The TV experience pushed Mendenhall, a fifth-grader at Lawrence Elementary, to Hollywood status among friends and classmates.
“They thought it was pretty cool me being on TV and asked me questions,” Mendenhall explains, “and I said you’ll just have to watch the show.”
For Mendenhall, the opportunity to be on television was too good to pass up.
“I was really excited, to tell you the truth,” Mendenhall says. “I was excited, nervous and happy. It was a once-in-a-lifetime experience that a 9-year-old would get to do once in probably 30 to 50 years.”
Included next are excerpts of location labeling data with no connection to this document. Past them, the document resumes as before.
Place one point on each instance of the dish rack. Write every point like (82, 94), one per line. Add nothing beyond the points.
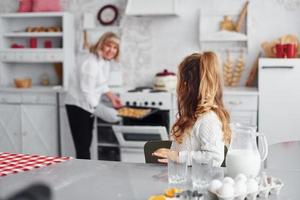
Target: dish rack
(267, 186)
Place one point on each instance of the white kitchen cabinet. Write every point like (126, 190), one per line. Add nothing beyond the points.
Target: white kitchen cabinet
(28, 123)
(242, 104)
(10, 128)
(279, 108)
(39, 129)
(36, 63)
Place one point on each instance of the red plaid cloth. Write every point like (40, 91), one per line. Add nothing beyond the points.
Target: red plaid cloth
(14, 163)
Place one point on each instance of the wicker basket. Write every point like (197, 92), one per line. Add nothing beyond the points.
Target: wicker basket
(23, 82)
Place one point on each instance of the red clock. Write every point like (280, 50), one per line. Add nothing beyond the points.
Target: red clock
(107, 14)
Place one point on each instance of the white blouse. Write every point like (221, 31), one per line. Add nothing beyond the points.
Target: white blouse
(88, 83)
(206, 137)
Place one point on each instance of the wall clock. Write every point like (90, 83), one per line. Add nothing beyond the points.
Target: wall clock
(107, 14)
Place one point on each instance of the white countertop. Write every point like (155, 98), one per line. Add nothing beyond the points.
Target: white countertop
(33, 89)
(241, 91)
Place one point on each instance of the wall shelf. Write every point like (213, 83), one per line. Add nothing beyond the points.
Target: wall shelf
(54, 55)
(33, 34)
(32, 14)
(210, 35)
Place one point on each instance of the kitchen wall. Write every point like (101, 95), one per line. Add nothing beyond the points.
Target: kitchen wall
(150, 44)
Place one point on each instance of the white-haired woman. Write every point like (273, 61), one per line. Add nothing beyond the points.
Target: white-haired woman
(86, 89)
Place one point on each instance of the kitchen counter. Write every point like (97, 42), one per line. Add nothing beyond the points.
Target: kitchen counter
(87, 179)
(33, 89)
(241, 91)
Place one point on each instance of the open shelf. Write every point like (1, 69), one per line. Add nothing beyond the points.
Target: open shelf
(224, 36)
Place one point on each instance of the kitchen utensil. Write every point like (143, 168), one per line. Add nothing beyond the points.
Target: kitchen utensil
(23, 82)
(227, 24)
(48, 44)
(242, 17)
(290, 50)
(279, 50)
(33, 42)
(243, 155)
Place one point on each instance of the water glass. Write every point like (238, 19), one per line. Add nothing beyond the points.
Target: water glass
(201, 170)
(177, 167)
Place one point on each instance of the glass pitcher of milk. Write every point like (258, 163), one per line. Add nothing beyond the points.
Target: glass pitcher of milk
(243, 155)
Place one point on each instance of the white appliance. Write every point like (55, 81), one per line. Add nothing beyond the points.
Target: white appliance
(133, 138)
(146, 97)
(279, 97)
(153, 7)
(133, 133)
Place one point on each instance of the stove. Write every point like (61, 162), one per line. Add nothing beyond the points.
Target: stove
(147, 97)
(134, 133)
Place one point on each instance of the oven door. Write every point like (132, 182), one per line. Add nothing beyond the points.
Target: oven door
(137, 136)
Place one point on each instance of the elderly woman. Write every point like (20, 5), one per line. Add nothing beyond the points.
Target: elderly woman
(86, 89)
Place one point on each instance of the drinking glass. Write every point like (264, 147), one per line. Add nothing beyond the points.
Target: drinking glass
(201, 170)
(177, 167)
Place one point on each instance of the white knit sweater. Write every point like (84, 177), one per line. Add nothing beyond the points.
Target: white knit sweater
(206, 137)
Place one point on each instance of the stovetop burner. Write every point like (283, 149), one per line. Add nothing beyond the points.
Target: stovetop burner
(146, 90)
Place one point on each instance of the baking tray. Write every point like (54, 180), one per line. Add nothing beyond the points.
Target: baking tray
(148, 113)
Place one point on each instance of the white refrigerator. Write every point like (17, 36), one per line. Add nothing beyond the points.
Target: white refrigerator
(279, 99)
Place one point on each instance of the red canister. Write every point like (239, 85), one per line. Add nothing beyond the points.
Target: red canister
(33, 42)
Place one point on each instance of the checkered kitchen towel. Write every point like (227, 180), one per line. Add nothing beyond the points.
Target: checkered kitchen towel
(14, 163)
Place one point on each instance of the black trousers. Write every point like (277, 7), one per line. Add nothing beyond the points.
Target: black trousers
(81, 124)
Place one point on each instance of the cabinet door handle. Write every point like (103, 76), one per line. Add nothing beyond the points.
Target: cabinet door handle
(235, 103)
(278, 67)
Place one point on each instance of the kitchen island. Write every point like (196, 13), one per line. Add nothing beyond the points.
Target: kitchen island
(88, 179)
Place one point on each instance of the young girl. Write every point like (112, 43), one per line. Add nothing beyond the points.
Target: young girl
(203, 122)
(86, 88)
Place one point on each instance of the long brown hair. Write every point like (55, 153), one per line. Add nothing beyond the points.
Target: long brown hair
(106, 37)
(199, 90)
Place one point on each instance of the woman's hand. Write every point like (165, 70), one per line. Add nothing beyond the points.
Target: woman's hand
(115, 100)
(164, 154)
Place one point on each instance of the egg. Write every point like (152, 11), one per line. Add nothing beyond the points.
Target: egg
(226, 190)
(241, 177)
(252, 185)
(215, 185)
(240, 187)
(228, 180)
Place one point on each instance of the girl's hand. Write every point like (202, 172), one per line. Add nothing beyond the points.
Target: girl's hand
(164, 154)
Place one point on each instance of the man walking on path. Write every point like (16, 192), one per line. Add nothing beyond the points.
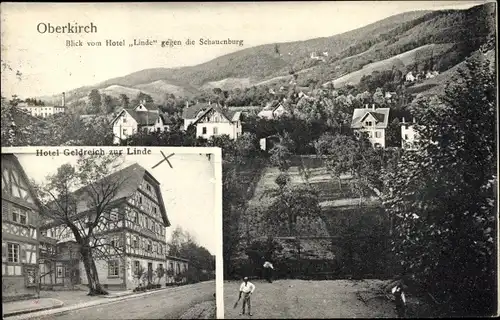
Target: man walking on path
(246, 289)
(268, 269)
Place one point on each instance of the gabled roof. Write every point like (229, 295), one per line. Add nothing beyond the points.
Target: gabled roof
(191, 112)
(380, 114)
(9, 157)
(128, 179)
(148, 105)
(143, 118)
(231, 116)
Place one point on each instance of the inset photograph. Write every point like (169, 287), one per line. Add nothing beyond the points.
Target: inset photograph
(129, 233)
Bonanza City was bustling with fun for the young pioneers. Mendenhall took full advantage of the town saloon, which contained a generous supply of his favorite beverage, root beer. On one daring excursion, Mendenhall climbed to the top of a massive mountain, a feat he isn’t likely to forget any time soon.
However, life in Bonanza City wasn’t all fun and games. Being away from his family was a big adjustment for Mendenhall. He decided to cut his trip short and head home after 13 days.
“I missed my family,” Mendenhall says, “and I really missed my brother.”
Back at home, his mother Brenda says she saw a more responsible Cody.
“It [being on the show] gave him a better understanding of money,” Brenda says, “He asked me, ‘What can I do to earn money?’ He didn’t want us to just give it to him.”
Mendenhall adds that his experience taught him more than just the value of a dollar.
“The biggest lesson I learned was that any kid could be a good leader,” he says matter-of-factly. “It doesn’t matter the age.”